Sex regression

Name: sex
Category: Others
Dataset: Shirazi2024 (HBN)
Objective: Multiclass classification
Split: Leave-subjects-out

Usage

neuralbench eeg sex
Show config.yaml
# Copyright (c) Meta Platforms, Inc. and affiliates.
# All rights reserved.
#
# This source code is licensed under the license found in the
# LICENSE file in the root directory of this source tree.

data:
  study:
    source:
      name: Shirazi2024Hbn
    filter_resting_state_with_sex:
      name: QueryEvents
      query: "(type == 'Eeg') & (task == 'task-RestingState') & (duration > 180.0) & sex.notnull()"
    crop_timelines:
      name: CropTimelines
      event_type: Eeg
      start_offset_s: 60.0
      max_duration_s: 120.0
    split:
      name: PredefinedSplit
      test_split_query: "release in ['R5']"
      col_name: split
      valid_split_by: release
      valid_split_ratio: 0.091  # 1/11
      valid_random_state: 33
  target:
    =replace=: true
    name: LabelEncoder
    event_types: Eeg
    event_field: sex
    return_one_hot: true
    aggregation: single
  trigger_event_type: Eeg
  start: 0.0
  duration: 2.0
  stride: 2.0
  summary_columns: [release, sex]
compute_class_weights: true
brain_model_output_size: &brain_model_output_size 2
trainer_config:
  monitor: val/bal_acc
  mode: max
  strategy: auto
  patience: 7
  n_epochs: 40
loss:
  name: CrossEntropyLoss
  kwargs:
    label_smoothing: 0.1
metrics: !!python/object/apply:neuralbench.defaults.metrics.get_classification_metric_configs
  - 2

Description

Brain sex prediction is the task of estimating a person’s sex from their brain signals [Khayretdinova2025].

Dataset Notes

  • Shirazi2024 (HBN) contains EEG recordings from 11 cohorts (“releases”) containing different participants. Here, we leave one release out for testing.

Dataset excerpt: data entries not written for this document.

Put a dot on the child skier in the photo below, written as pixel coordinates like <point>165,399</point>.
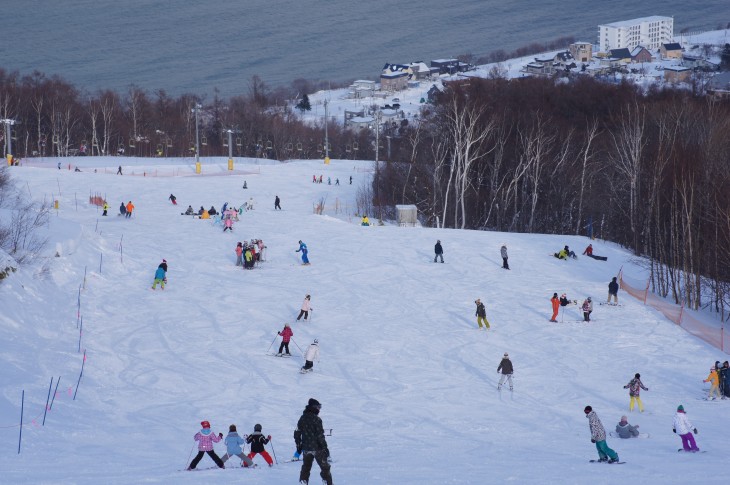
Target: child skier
<point>587,309</point>
<point>257,441</point>
<point>555,301</point>
<point>286,335</point>
<point>233,447</point>
<point>625,430</point>
<point>598,436</point>
<point>684,429</point>
<point>303,249</point>
<point>160,277</point>
<point>311,354</point>
<point>481,314</point>
<point>635,386</point>
<point>507,370</point>
<point>306,308</point>
<point>205,438</point>
<point>714,381</point>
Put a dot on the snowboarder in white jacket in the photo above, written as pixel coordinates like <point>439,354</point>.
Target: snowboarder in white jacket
<point>598,436</point>
<point>684,429</point>
<point>310,355</point>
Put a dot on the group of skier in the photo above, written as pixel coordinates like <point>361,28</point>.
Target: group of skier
<point>309,438</point>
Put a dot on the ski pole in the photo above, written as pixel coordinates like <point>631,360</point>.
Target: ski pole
<point>271,442</point>
<point>300,349</point>
<point>189,455</point>
<point>272,342</point>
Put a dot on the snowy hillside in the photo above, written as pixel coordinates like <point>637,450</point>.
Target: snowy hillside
<point>407,382</point>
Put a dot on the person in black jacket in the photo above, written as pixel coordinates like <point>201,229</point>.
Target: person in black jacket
<point>613,291</point>
<point>439,252</point>
<point>506,368</point>
<point>313,443</point>
<point>257,441</point>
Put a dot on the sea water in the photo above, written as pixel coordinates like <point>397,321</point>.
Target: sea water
<point>197,46</point>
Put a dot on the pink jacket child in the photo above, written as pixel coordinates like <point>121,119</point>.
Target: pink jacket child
<point>205,438</point>
<point>286,335</point>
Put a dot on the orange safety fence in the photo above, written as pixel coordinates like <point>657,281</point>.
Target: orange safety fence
<point>714,335</point>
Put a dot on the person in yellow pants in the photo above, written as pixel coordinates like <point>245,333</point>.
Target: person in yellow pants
<point>635,386</point>
<point>481,314</point>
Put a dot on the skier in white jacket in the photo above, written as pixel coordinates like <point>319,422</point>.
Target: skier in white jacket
<point>309,356</point>
<point>684,429</point>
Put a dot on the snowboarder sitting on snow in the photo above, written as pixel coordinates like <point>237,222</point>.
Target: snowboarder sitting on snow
<point>684,429</point>
<point>506,367</point>
<point>205,438</point>
<point>635,386</point>
<point>159,277</point>
<point>598,436</point>
<point>286,335</point>
<point>439,250</point>
<point>233,447</point>
<point>587,309</point>
<point>625,430</point>
<point>481,314</point>
<point>309,356</point>
<point>313,443</point>
<point>304,250</point>
<point>257,441</point>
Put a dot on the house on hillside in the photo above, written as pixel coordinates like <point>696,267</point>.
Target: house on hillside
<point>699,63</point>
<point>623,55</point>
<point>640,54</point>
<point>446,66</point>
<point>581,51</point>
<point>393,81</point>
<point>719,85</point>
<point>677,74</point>
<point>671,50</point>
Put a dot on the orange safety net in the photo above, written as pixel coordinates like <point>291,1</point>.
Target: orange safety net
<point>713,335</point>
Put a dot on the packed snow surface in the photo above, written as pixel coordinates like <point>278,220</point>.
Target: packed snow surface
<point>406,380</point>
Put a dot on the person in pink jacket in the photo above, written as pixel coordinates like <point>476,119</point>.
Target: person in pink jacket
<point>205,438</point>
<point>306,308</point>
<point>286,335</point>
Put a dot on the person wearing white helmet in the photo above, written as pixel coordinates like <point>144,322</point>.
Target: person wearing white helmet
<point>587,309</point>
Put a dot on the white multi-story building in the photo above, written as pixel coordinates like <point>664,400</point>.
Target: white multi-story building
<point>650,32</point>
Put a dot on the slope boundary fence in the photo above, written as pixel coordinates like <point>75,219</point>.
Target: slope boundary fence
<point>713,335</point>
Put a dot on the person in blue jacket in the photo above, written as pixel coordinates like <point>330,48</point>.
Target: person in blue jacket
<point>233,447</point>
<point>303,249</point>
<point>159,277</point>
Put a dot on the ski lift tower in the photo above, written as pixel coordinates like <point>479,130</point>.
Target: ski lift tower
<point>8,138</point>
<point>197,138</point>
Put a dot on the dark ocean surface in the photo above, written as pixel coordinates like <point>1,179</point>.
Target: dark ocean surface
<point>196,46</point>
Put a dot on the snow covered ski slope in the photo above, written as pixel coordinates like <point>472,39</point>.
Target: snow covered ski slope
<point>406,380</point>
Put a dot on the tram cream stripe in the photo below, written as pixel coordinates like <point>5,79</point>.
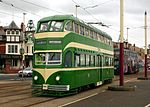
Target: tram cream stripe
<point>47,72</point>
<point>50,34</point>
<point>78,100</point>
<point>87,47</point>
<point>47,51</point>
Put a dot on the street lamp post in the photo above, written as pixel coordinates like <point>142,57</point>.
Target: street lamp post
<point>127,34</point>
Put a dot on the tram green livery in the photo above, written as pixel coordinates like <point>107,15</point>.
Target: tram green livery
<point>70,55</point>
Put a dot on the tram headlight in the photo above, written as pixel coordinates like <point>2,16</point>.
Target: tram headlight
<point>57,78</point>
<point>35,78</point>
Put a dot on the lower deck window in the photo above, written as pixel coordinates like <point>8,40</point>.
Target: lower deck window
<point>48,58</point>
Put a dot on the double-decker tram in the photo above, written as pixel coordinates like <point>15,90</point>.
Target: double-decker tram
<point>70,55</point>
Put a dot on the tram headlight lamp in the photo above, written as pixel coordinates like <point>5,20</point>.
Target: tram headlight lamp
<point>35,78</point>
<point>57,78</point>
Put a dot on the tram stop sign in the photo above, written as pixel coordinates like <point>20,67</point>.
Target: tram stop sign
<point>21,51</point>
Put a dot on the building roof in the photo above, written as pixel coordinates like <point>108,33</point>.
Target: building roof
<point>12,26</point>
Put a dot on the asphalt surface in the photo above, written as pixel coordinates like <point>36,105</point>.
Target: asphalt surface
<point>12,77</point>
<point>138,98</point>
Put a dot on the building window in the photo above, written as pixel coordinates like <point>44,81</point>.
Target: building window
<point>14,63</point>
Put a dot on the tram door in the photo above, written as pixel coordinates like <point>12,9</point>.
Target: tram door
<point>100,66</point>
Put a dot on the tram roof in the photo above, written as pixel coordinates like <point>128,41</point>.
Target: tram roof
<point>71,17</point>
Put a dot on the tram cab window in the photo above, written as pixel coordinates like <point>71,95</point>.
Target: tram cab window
<point>69,26</point>
<point>40,58</point>
<point>68,59</point>
<point>77,60</point>
<point>56,26</point>
<point>44,27</point>
<point>54,58</point>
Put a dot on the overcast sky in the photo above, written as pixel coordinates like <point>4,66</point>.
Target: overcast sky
<point>105,11</point>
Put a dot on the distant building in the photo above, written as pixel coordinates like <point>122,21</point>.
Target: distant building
<point>129,46</point>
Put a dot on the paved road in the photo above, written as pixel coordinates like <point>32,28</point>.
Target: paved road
<point>11,77</point>
<point>138,98</point>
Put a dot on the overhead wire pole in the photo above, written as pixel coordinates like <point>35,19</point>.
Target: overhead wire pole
<point>145,27</point>
<point>121,44</point>
<point>121,86</point>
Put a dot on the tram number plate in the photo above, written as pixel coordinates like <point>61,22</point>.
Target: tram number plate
<point>45,86</point>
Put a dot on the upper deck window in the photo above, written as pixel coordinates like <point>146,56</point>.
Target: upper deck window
<point>44,27</point>
<point>56,26</point>
<point>50,58</point>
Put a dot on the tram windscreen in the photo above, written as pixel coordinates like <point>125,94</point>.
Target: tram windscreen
<point>52,26</point>
<point>56,26</point>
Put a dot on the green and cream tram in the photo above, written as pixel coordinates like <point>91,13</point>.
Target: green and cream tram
<point>70,55</point>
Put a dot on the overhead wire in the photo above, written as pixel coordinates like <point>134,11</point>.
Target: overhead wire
<point>41,6</point>
<point>9,14</point>
<point>9,4</point>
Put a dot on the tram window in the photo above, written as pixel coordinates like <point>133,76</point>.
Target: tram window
<point>86,32</point>
<point>87,60</point>
<point>44,26</point>
<point>54,58</point>
<point>92,60</point>
<point>95,35</point>
<point>77,60</point>
<point>68,59</point>
<point>40,58</point>
<point>106,61</point>
<point>82,56</point>
<point>56,26</point>
<point>91,34</point>
<point>69,26</point>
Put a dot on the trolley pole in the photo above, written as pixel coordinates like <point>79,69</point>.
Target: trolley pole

  • The dataset contains different tasks (resting-state, contrast change detection, etc.). Here, we only use the resting-state data for age prediction.

References

[Khayretdinova2025]

Khayretdinova, Mariam, et al. “Prediction of brain sex from EEG: using large-scale heterogeneous dataset for developing a highly accurate and interpretable ML model.” NeuroImage 285 (2024): 120495.